Proprio nel merito del prolifico scambio avuto con il cineasta nostrano, Garfield si prepara a tornare in “Artificial”: il nuovo film di Guadagnino ispirato al controverso mondo dell’intelligenza artificiale e, nello specifico, alla complessa figura di Sam Altman, CEO di OpenAI, a cui si deve lo sviluppo di Chat GPT. Contando su una sceneggiatura firmata da Simon Rich, il titolo si focalizza sulle oscure vicende che interessarono i cinque giorni del novembre 2023 durante i quali Altman fu licenziato dalla sua azienda, per essere poi nuovamente assunto dopo brevissimo tempo. Un progetto scomodo al punto da aver richiesto notevoli peripezie prima di trovare un partner disponibile alla pubblicazione. Dopo l’iniziale interruzione dei rapporti con Amazon e il successivo disinteresse di altre realtà, tra cui A24, solo più tardi Guadagnino ha trovato in NEON un porto sicuro per garantire la pubblicazione del film.

Per ciò che riguarda, invece, l’esperienza vissuta durante le riprese, Garfield ha raccontato, nella sua ultima intervista a Esquire U.K., di non aver mai conosciuto Sam Altman di persona e, pertanto, di aver lavorato sul personaggio concentrandosi sui verbali dei procedimenti giudiziari, sulle interviste e sulle informazioni rese pubbliche inerenti alla vicenda. Nondimeno, il profilo umano di Altman è stato utile all’attore per confrontarsi ancora una volta con il proprio lato oscuro, riflettendo sugli aspetti personali che ha percepito in comune con quelli del dirigente e scongiurando così il rischio di incappare in un’interpretazione giudicante del soggetto.

Inevitabilmente, Garfield ha espresso un giudizio severo anche nei confronti delle intelligenze artificiali e di un loro utilizzo inappropriato, accennando - in un’ospitata al Jimmy Kimmel Live! - a come, dopo aver recitato in “The Social Network” e in “Artificial”, abbia deciso perfino di rinunciare a Facebook e Chat GPT, impressionato da ciò che si nasconde realmente dietro la natura di certi servizi digitali. Riconoscendo, inoltre, quanto la tecnologia delle IA nasconda al suo interno un impatto potenzialmente devastante per l’umanità, la star auspica che le persone impegnate nello sviluppo possiedano anche la necessaria consapevolezza etica e capacità di discernimento.
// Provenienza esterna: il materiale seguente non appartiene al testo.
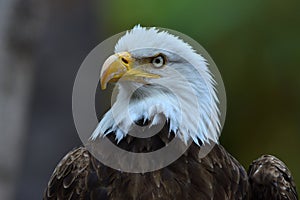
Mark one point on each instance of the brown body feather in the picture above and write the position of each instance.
(217, 176)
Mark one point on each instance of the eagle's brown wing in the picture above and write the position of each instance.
(217, 176)
(76, 177)
(271, 179)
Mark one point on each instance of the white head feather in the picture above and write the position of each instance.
(185, 94)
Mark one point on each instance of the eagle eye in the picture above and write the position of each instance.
(158, 61)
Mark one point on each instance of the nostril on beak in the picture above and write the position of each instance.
(125, 61)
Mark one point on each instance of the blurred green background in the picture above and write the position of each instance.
(255, 44)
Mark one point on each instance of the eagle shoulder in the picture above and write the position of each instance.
(76, 177)
(271, 179)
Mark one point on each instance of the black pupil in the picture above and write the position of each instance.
(124, 60)
(157, 61)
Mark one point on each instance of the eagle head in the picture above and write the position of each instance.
(160, 78)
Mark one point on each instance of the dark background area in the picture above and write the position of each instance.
(256, 46)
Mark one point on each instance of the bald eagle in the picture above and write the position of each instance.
(163, 81)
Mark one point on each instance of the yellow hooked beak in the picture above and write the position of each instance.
(121, 65)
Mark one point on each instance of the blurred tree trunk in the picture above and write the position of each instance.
(42, 44)
(19, 30)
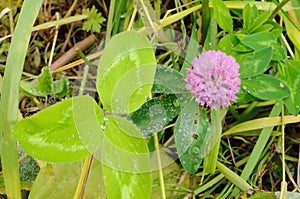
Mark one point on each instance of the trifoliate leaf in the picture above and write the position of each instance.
(94, 20)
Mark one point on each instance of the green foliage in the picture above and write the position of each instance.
(55, 134)
(290, 74)
(156, 113)
(266, 87)
(191, 134)
(94, 20)
(256, 64)
(127, 174)
(222, 15)
(45, 85)
(119, 82)
(62, 178)
(75, 128)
Oltre ad “Artificial”, Garfield è pronto a riapparire anche in “The Uprising”, l’ultimo progetto del regista Paul Greengrass ispirato agli eventi storici da cui ha preso spunto il personaggio di Robin Hood. Insieme alla sua cornice storica, il titolo - afferma l’attore - permetterà al pubblico di osservare più da vicino le storture della società contemporanea, con l’auspicio, soprattutto, di “far ca..re sotto” i miliardari del pianeta che, ormai regolarmente, occupano le notizie sui giornali.

Rispondendo a una domanda postagli durante una proiezione, la star si augura che il film possa suscitare negli spettatori una presa di coscienza collettiva: «Spero che possa essere qualcosa che galvanizzi le persone. Spero che provochi un risveglio, che tutti possiamo sentire riflesse le nostre difficoltà nelle difficoltà di questi personaggi provenienti da un'epoca e da un luogo lontani, e che questo possa indicarci una direzione».

E, con un messaggio rivolto esplicitamente a quei potenti che influiscono negativamente sugli equilibri geopolitici e sui valori democratici, ha aggiunto: «Prima di tutto, spero che vengano a vederlo. Ma, in secondo luogo, spero che, se qualche miliardario guarderà il film, si caghi sotto dalla paura. Includerò anche i miliardari in questo discorso, perché potrebbero essere proprio loro quelli con l'anima più malata. Sono quelli che, in qualche modo, potrebbero aver più bisogno di guarire».